OOS 28-5 - Sick moves: modeling disease-induced changes to migration patterns

Wednesday, August 10, 2011: 2:50 PM
17B, Austin Convention Center
Richard J. Hall, Odum School of Ecology, University of Georgia, Athens, GA
Background/Question/Methods

A body of evidence is accumulating that host migratory behavior has important consequences for infectious disease transmission. Specifically, it has been posited that migration itself may be a mechanism for reducing infection prevalence through hosts periodically vacating sites where transmission occurs ("migratory escape"), or energetic costs of migration resulting in a lower survival probability of infected individuals ("migratory culling"). While empirical evidence suggests that these mechanisms may be operating, to date no theoretical framework has been developed to determine the ecological and environmental conditions under which migratory escape and culling may occur.
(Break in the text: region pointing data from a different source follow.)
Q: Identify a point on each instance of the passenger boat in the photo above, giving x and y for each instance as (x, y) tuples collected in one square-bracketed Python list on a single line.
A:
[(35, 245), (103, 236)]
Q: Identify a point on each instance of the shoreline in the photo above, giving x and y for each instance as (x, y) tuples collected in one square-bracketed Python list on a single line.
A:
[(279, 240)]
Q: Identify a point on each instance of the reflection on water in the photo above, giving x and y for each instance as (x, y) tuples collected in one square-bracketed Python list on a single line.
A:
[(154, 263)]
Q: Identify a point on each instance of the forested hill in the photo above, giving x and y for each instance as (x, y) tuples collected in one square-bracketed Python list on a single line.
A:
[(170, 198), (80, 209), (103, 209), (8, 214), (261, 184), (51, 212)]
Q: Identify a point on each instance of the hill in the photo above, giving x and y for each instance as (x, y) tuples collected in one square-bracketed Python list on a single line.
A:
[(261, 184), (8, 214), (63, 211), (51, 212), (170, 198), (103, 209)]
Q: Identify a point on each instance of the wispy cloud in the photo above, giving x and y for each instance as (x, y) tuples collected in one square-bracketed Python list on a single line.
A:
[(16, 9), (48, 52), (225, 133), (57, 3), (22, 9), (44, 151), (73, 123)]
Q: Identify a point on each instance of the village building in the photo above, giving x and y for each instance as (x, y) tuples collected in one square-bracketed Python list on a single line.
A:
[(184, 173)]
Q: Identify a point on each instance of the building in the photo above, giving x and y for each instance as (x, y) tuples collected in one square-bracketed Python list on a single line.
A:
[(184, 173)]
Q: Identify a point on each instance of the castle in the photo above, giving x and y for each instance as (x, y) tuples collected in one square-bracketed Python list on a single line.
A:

Here I develop a general model for a host species undergoing an annual, two-way migration, and its directly-transmitted pathogen. Transmission is assumed to occur primarily on the breeding grounds, and infection may result in a cost to host fecundity and/or survival at various points in the migratory cycle. For a given set of environmental conditions, I compare the equilibrium host population sizes in the presence and absence of disease, for a range of host migratory strategies characterized by the time spent at the breeding site and the distance migrated.

Results/Conclusions

I find that an emerging infectious disease with high virulence may drive a migratory host population to dangerously low densities. Hosts that spend relatively little time on the breeding grounds and undertake long-distance migrations may be able to avoid infections that would otherwise attain endemic equilibrium in resident host populations. If infected individuals experience a relatively high mortality cost during migration, the optimal migration strategy for diseased populations is to spend less time at the breeding site and to migrate further than disease-free populations, providing support for both the migratory culling and migratory escape hypotheses.